You probably think we're talking about the future?
That’s not just one patent application: it’s one of the concurrent clusters that operate together.
The technology already works.
Why are we telling you all this? Because we want to give you a couple of tips on how to make sure that no one abuses your data.
The Anti-virus Times recommends
Remove the applications you do not use from your smart phone. The fewer apps your smart phone runs, the less you’ll be tracked
The New York Times published research results on the location data advertisers are gathering via mobile apps. The study revealed that over 75 companies are getting anonymous, precise location data from apps whose users have enabled location services to get local news and weather or other information.

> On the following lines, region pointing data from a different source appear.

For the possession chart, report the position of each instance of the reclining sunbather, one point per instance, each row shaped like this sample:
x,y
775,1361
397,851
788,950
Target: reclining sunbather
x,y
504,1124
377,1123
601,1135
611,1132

Adjust the privacy settings on your device.
- If you use Android, go to Settings → Google → Opt out of ad personalisation, or visit the Ad settings page and opt out there. Note, though, that researchers recently discovered that Google can track the location of any person who uses certain Google apps under Android or iOS, even if the feature is turned off.
- Under iOS, go to Settings → Privacy → Advertising, and toggle on the option Limit Ad Tracking. Here you can also clear your data from your advertising ID.
- Another way to shut down location-based ads is to go to Settings → Privacy → Location services. Scroll down to System Services, and turn off Location-Based Ads.